Prudential guidelines on management of the non-SLR investment portfolio by banks
ANNEXURE
Guidelines on investments
by SCBs and DCCBs in Non-SLR Debt Securities
Coverage
- These guidelines cover banks’ investments in
Non-SLR debt instruments / securities issued by All-India Financial Institutions,
and State and Central Government sponsored institutions, etc. The guidelines
will apply to investments both in the primary market as well as the secondary
market. However, these instructions are not applicable to a DCCB’s investments
in the share capital of the state co-operative bank of the state concerned.
- Definitions of a few terms used in these guidelines
have been furnished in Appendix I with a view to ensuring uniformity in approach
while implementing the guidelines.
Regulatory requirements
- Banks should not invest in non-SLR securities
of original maturity of less than one year.

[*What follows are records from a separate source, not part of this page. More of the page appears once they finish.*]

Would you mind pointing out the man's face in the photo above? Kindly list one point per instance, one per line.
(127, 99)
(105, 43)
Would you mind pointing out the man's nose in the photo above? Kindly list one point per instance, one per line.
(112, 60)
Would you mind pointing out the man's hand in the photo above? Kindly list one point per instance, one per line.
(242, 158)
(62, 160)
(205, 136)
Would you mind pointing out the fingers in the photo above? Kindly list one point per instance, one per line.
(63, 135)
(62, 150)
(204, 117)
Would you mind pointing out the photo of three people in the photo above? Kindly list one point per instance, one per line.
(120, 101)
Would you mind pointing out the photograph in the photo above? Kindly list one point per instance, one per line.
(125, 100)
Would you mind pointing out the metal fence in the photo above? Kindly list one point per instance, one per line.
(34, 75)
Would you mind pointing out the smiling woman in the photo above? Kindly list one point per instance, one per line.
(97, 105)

- Banks should undertake usual due diligence in
respect of investments in non-SLR securities. Present RBI regulations preclude
banks from extending credit facilities for certain purposes. Banks should
ensure that such activities are not financed by way of funds raised through
the non-SLR securities.
- Banks must not invest in unrated debt securities
and unlisted shares of All-India Financial Institutions.

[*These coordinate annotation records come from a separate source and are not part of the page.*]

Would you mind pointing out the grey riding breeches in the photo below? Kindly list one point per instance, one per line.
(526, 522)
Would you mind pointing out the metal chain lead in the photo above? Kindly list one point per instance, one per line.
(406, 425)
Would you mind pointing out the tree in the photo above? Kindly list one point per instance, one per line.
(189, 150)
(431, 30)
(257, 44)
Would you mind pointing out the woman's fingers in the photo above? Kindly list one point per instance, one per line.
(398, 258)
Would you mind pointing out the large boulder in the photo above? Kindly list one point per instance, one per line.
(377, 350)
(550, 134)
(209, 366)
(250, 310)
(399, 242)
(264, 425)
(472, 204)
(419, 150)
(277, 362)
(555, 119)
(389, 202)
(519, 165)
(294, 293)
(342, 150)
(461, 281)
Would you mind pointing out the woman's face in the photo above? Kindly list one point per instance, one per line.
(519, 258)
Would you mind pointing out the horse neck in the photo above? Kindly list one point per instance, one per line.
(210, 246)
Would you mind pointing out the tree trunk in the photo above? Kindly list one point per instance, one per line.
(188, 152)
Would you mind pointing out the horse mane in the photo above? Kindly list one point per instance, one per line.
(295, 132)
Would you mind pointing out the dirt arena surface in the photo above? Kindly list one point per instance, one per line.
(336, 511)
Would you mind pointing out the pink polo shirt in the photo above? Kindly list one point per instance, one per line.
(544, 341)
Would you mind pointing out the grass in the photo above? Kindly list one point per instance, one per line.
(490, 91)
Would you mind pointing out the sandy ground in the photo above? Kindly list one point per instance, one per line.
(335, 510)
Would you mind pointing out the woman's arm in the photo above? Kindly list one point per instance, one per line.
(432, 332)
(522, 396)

- The Securities Exchange Board of India (SEBI),
vide their circular dated September 30, 2003, have stipulated requirements
to be complied with by listed companies for issuing debt securities on a private
placement basis and listed on a stock exchange. According to this circular
any listed company, making issue of debt securities on a private placement
basis and listed on a stock exchange, has to make full disclosures (initial
and continuing) in the manner prescribed in Schedule II of the Companies Act
1956, SEBI (Disclosure and Investor Protection) Guidelines, 2000 and the Listing
Agreement with the exchanges. Further, the debt securities should carry a
credit rating of not less than investment grade from a Credit Rating Agency
registered with the SEBI. Banks should ensure that they make all fresh Non-SLR
debt investments only in listed debt securities of public sector undertakings
and All-India Financial Institutions which comply with the requirements of
the SEBI circular dated September 30, 2003.
Internal assessments
7. Since non-SLR securities are
mostly in the form of credit substitutes, banks are advised to (i) subject all
their investment proposals relating to non-SLR securities to credit appraisal
on par with their credit proposals, irrespective of the fact that the proposed
investments may be in rated securities, (ii) make their own internal credit
analysis and rating even in respect of rated issues and that they should not
entirely rely on the ratings of external agencies, and (iii) strengthen their
internal rating systems which should also include building up of a system of
regular (quarterly or half-yearly) tracking of the financial position of the
issuer with a view to ensuring continuous monitoring of the rating migration
of the issuers/issues.
Fixing of prudential limits
8. The Board of Directors of banks
should fix a prudential limit for their total investment in non-SLR securities
subject to existing limits prescribed by RBI and sub-limits for the following
debt securities:
a) bonds of public sector undertakings
b) bonds / equity of All-India
Financial Institutions (AFIs)
The total investment in (a) and
(b) above should not exceed 10 per cent of the bank’s total deposits as on March
31, of the previous year, with a sub-ceiling of 5 per cent for investments covered
under (a).
9. Banks which have exposure to
investments in non-SLR securities in excess of the prudential limit prescribed
above as on 31st March 2003 should not make any fresh investment in such securities
till they ensure compliance with the above prudential limit.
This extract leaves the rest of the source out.